According to Guerrero, the cartels have become so well-armed that they have surpassed the capabilities of Mexican authorities, which must go through a complex bureaucratic process to obtain weapons.

“The criminals are much more up-to-date, much more technologically advanced,” he said. “They don’t face any bureaucratic hurdles. They simply bribe officials or bribe vendors, and with money, they get what they want. And they have very advanced weaponry.”

Among that weaponry, drones have become a key part of the drug gangs’ arsenal.

“The drone is fundamental,” Guerrero added. “If you have a good drone strategy, and you can acquire them quickly on the black market, and you combine that with artificial intelligence, forget about it. You become incredibly powerful.”

First weaponized in 2017, drones are used by Mexican cartels for reconnaissance, the delivery of drugs and, increasingly, to bomb rivals and sow terror in rural communities, according to Vanda Felbab-Brown, an expert on non-state armed groups at the Brookings Institution.

“We have seen activities by the cartels such as carpet bombing of rural areas in Michoacán [state] with the purpose of driving populations out of an area,” said Felab-Brown. “The reporting in Michoacán has been of tens of thousands or even hundreds of thousands of people displaced as a result of the scorched-earth policy through drones by [the Jalisco New Generation cartel].”

The use of drones has also given crime groups a significant advantage in attacking their rivals.

“On the battlefield one of the big implications is the ability to conduct crime as well as warfare over greater and greater distances,” said Felbab-Brown.
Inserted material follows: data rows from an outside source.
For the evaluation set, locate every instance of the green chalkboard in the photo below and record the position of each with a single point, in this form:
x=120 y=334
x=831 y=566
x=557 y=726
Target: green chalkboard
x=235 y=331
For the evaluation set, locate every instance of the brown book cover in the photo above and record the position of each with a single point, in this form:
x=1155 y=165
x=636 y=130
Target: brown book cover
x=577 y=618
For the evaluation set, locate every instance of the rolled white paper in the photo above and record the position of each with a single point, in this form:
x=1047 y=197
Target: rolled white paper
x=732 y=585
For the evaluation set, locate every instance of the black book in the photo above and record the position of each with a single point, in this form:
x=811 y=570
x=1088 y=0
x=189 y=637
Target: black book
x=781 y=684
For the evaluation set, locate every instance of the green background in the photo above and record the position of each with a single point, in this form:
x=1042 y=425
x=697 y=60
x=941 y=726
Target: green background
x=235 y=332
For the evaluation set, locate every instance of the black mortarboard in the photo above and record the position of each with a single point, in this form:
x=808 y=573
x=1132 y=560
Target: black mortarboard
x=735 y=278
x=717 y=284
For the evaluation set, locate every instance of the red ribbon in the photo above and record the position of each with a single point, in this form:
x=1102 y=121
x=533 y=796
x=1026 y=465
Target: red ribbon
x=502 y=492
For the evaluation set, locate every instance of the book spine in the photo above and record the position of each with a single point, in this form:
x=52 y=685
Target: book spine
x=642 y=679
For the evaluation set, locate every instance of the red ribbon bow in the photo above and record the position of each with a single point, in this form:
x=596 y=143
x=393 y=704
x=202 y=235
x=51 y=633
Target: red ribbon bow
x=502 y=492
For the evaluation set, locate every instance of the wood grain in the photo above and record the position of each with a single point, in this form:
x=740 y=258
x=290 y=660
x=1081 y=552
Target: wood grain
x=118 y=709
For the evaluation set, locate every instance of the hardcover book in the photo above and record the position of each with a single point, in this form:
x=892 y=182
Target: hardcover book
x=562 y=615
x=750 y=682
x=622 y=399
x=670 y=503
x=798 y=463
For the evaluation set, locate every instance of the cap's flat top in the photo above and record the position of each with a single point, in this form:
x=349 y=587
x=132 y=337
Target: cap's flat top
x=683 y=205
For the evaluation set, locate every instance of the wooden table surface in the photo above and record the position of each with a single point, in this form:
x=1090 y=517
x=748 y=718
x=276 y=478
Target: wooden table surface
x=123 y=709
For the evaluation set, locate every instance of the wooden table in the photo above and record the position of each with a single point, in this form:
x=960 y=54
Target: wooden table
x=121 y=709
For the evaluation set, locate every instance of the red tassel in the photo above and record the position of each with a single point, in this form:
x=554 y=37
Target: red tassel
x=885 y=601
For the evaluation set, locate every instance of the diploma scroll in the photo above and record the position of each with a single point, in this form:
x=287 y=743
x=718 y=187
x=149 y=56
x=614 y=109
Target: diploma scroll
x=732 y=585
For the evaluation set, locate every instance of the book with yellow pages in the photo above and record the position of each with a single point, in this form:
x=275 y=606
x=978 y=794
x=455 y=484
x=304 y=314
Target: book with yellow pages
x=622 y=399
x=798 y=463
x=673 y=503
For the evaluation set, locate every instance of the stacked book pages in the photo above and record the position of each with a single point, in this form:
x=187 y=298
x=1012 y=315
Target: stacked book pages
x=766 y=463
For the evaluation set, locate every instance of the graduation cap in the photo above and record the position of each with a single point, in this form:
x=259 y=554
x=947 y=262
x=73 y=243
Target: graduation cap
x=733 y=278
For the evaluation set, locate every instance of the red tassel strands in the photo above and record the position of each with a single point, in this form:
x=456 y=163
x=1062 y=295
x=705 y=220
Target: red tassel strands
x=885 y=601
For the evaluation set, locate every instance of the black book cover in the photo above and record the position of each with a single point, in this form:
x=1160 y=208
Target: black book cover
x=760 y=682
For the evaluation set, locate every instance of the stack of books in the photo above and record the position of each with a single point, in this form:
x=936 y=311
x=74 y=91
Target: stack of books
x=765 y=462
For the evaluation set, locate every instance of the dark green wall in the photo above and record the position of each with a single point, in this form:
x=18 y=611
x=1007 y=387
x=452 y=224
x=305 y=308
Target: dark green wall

Increasingly, that long-distance capability of drones has been used by cartels to cross the US-Mexico border.

In July, Steven Willoughby, director of the counter-drone program at the US Department of Homeland Security, testified before Congress saying that cartels were using drones to conduct surveillance and convey drugs across the border “nearly every day”.

In the last six months of 2024, Willoughby said, more than 27,000 drones were detected within 500 meters of the southern border. In October, according to Willoughby, customs officials seized a drone carrying 3.6 pounds of fentanyl pills.

Mexico’s president, Claudia Sheinbaum, disputed Willoughby’s allegations the next day, saying during her morning news conference that “there is no information on any new drones currently at the border”, adding: “There’s nothing, let’s say, in particular to be alarmed about.”

On Wednesday, Sheinbaum again rejected claims of a drone incursion in El Paso: “There is no information regarding drone use at the border,” she said. “If the FAA or any other US government agency has any information, they can ask the Mexican government.”

But whether or not there was a drone incursion on US airspace this week, Guerrero warned that, if cartels do use drones to strike targets on US soil, the Trump administration could use it as an excuse to launch its long-threatened ground attack on Mexico to tackle the country’s drug gangs.

“Here in Mexico, cartels have been using drones for some time to attack state and municipal police,” he said. “But if they tried to do something like that in the United States, that would be the perfect pretext for the US to launch a ground offensive against Mexico.”